Cineuropa: Mamífera tocca temi molto personali e complessi di maternità e identità: cosa l'ha spinta a esplorare questi aspetti nel film?
Liliana Torres: Mamífera è nato da una motivazione personale che è diventata sociale man mano che crescevo. Ho sempre saputo di non voler essere madre e questo desiderio, mantenuto negli anni, è stato messo in discussione e visto con un certo sospetto. La mancanza di riferimenti positivi o normalizzati di donne che non volevano essere madri nella letteratura, ma soprattutto nel cinema, ha contribuito a questa stigmatizzazione, ancor più quando si è osato usare le non madri in cliché e stereotipi come “la donna acida che odia i bambini, la dirigente ambiziosa e mascolinizzata”, ecc. Il senso di colpa personale derivante da domande come “ho un problema?”, “qualche trauma?”, “sono innaturale?” si è trasformato nella necessità di trovare spiegazioni sociologiche a questa stigmatizzazione. È da questa ricerca e dall'esperienza personale che è nato Mamífera.
Il suo film ha partecipato a diversi festival internazionali come SXSW e San Sebastian, ed è ora in viaggio per altri come San Paolo e Varsavia. Qual è stata la risposta del pubblico e cosa si aspetta da coloro che devono ancora vederlo, in particolare dagli iberoamericani? Pensa che il contesto culturale influenzi l'interpretazione del film?
La risposta è stata per lo più positiva. Alle proiezioni abbiamo trovato un pubblico entusiasta alla fine del film.
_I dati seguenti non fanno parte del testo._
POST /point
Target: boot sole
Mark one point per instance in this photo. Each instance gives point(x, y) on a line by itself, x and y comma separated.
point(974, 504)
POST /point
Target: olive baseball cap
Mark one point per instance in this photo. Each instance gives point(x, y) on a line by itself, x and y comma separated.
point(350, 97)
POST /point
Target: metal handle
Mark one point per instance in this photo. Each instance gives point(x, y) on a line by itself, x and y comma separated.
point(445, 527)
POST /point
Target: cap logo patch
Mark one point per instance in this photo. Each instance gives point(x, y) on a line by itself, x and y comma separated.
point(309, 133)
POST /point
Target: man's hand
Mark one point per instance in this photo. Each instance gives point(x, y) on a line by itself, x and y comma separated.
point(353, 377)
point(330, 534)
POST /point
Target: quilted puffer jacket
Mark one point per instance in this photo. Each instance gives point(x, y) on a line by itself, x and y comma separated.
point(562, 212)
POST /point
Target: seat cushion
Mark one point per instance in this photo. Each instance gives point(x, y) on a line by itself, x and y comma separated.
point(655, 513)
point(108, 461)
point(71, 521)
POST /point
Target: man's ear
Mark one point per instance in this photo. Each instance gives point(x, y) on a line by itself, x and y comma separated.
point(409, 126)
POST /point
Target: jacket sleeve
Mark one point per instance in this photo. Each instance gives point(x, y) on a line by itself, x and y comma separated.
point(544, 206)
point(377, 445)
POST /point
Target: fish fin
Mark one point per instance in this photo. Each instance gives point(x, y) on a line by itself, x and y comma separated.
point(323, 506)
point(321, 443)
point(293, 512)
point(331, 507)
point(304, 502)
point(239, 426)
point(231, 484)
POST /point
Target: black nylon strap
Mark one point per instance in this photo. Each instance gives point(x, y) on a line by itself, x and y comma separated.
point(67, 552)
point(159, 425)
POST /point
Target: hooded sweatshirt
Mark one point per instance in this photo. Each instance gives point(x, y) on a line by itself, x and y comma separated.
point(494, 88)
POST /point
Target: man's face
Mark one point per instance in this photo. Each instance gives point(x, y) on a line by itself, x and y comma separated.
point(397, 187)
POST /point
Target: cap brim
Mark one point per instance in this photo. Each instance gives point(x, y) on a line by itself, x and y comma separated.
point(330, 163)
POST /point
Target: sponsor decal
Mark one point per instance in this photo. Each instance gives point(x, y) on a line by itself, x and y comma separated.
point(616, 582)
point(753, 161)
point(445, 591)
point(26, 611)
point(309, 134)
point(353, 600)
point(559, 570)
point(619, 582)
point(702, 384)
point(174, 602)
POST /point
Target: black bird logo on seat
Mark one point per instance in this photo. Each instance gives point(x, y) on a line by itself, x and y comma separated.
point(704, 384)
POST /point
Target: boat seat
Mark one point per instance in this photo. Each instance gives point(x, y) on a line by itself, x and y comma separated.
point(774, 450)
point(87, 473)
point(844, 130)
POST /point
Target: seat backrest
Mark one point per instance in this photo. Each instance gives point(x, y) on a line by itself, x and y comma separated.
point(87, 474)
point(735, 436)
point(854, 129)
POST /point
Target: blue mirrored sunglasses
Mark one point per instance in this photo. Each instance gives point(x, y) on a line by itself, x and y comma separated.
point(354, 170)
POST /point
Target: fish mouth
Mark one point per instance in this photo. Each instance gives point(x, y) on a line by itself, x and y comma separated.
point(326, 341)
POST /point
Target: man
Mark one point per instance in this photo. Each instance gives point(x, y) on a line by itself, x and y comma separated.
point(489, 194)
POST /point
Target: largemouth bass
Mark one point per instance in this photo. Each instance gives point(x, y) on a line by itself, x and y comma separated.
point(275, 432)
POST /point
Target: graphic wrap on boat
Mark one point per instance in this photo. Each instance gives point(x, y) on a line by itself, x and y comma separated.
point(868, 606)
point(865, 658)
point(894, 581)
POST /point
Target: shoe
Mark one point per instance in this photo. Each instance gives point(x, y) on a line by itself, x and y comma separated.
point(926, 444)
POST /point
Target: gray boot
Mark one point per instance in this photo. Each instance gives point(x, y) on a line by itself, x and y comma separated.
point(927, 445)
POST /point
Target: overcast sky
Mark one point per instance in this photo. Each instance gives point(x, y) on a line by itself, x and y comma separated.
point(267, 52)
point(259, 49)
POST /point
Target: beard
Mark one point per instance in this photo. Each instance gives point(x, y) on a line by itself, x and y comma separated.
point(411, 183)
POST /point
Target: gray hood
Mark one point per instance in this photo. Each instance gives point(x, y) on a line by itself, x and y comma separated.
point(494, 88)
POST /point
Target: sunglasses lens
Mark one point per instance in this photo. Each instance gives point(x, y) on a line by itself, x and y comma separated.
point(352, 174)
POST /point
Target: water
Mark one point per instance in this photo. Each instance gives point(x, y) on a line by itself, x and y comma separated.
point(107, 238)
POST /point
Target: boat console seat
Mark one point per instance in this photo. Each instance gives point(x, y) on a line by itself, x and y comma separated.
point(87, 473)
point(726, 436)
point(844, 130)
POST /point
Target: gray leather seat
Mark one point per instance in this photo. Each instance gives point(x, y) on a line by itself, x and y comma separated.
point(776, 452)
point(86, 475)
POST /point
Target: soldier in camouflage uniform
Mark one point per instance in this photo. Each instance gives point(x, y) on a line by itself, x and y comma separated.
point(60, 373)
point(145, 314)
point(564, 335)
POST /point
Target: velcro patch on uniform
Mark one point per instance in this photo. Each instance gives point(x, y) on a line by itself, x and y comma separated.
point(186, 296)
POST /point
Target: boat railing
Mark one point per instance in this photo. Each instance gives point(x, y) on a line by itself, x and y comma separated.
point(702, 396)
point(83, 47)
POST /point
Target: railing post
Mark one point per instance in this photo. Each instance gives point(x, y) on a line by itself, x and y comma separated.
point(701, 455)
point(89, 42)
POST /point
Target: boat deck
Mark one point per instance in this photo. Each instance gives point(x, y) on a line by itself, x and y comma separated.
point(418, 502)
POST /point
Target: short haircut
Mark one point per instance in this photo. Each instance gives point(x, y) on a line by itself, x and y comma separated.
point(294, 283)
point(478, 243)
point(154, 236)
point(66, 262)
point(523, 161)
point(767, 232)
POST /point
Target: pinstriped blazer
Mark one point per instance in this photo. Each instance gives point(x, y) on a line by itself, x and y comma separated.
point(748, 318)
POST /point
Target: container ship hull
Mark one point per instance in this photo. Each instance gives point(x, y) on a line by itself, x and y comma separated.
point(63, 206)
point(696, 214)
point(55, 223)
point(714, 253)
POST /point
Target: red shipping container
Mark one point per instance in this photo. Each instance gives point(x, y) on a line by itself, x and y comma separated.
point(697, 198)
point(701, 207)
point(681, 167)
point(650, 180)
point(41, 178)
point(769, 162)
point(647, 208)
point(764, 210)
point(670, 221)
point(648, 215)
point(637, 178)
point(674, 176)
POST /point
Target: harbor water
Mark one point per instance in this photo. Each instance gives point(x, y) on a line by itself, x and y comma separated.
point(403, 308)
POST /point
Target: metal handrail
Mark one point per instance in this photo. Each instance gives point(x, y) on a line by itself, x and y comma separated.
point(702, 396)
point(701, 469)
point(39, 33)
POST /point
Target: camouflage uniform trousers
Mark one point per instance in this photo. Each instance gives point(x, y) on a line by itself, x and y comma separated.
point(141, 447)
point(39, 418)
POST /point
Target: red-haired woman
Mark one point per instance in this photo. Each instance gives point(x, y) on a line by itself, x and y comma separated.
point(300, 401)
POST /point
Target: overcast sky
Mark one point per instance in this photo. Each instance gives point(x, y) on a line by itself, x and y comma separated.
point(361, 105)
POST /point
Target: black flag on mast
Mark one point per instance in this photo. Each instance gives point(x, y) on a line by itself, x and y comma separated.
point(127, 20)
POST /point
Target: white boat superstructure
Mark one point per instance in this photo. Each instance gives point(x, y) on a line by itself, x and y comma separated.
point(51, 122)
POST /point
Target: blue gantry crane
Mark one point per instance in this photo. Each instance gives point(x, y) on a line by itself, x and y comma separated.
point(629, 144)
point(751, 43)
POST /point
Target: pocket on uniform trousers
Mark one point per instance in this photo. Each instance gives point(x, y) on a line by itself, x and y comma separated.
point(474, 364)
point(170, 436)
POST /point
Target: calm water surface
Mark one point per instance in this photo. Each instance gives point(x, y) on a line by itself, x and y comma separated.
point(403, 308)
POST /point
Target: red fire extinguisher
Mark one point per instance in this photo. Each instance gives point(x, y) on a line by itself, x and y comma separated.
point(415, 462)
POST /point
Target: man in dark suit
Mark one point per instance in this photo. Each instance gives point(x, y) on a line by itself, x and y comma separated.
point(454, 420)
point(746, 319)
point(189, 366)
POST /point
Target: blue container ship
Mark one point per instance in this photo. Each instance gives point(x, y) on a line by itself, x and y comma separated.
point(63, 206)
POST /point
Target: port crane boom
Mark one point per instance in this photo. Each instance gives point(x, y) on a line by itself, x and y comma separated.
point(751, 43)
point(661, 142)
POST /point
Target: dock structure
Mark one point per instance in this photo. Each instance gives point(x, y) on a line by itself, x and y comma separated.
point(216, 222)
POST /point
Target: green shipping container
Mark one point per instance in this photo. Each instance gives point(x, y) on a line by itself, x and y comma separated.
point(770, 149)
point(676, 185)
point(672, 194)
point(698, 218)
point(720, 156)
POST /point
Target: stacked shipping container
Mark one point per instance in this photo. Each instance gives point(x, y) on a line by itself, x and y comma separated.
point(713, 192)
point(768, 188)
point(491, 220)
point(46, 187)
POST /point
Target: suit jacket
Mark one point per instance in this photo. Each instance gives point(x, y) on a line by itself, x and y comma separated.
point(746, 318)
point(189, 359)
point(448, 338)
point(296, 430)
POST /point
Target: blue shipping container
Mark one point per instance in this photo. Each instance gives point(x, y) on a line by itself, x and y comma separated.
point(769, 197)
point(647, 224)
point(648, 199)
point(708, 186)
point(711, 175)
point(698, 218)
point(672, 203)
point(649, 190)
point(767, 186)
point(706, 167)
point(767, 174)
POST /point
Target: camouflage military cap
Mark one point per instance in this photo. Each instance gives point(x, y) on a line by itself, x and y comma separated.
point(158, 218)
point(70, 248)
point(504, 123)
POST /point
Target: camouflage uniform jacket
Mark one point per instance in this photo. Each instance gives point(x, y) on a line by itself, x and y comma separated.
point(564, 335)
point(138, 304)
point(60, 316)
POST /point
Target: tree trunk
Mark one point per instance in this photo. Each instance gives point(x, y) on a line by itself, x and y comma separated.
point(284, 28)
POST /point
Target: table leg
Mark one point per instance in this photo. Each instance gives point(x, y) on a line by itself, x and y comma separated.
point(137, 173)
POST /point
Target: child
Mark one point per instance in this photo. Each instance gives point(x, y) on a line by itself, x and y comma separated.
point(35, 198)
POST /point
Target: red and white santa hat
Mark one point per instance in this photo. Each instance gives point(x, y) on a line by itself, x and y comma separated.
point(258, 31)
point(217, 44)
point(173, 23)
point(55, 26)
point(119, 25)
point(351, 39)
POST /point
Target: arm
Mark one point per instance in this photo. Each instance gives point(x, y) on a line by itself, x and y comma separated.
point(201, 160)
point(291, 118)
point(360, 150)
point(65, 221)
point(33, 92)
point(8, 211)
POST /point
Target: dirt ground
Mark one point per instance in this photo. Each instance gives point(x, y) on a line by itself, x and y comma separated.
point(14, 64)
Sui social media abbiamo avuto una risposta molto positiva da molte delle persone che hanno visto il film sulle piattaforme da agosto. E poi il tema genera un dibattito che ci piace molto.
Il contesto culturale influenza il film, naturalmente; ma la disquisizione in cui quasi tutte le donne si trovano a un certo punto della loro vita sulla decisione di essere o meno madri è trasversale. Siamo stati di recente all'International Images in Zimbabwe e lì l'accoglienza del film è stata altrettanto intensa e le domande del Q&A erano molto simili a quelle che abbiamo sentito altrove. Credo che il tema che cambia di più a seconda del contesto culturale sia l'aborto, un'opzione così politicizzata e usata come un'arma, che appare contaminata da molti strati culturali. Mi piacerebbe che il pubblico iberoamericano si godesse il film, Mamífera è un film luminoso e triste, è un viaggio e mi piacerebbe che il pubblico viaggiasse con esso, e se se ne andrà pensando che la decisione di non essere madre può essere altrettanto “naturale” o “normale” di quella di esserlo, allora sarà un successo.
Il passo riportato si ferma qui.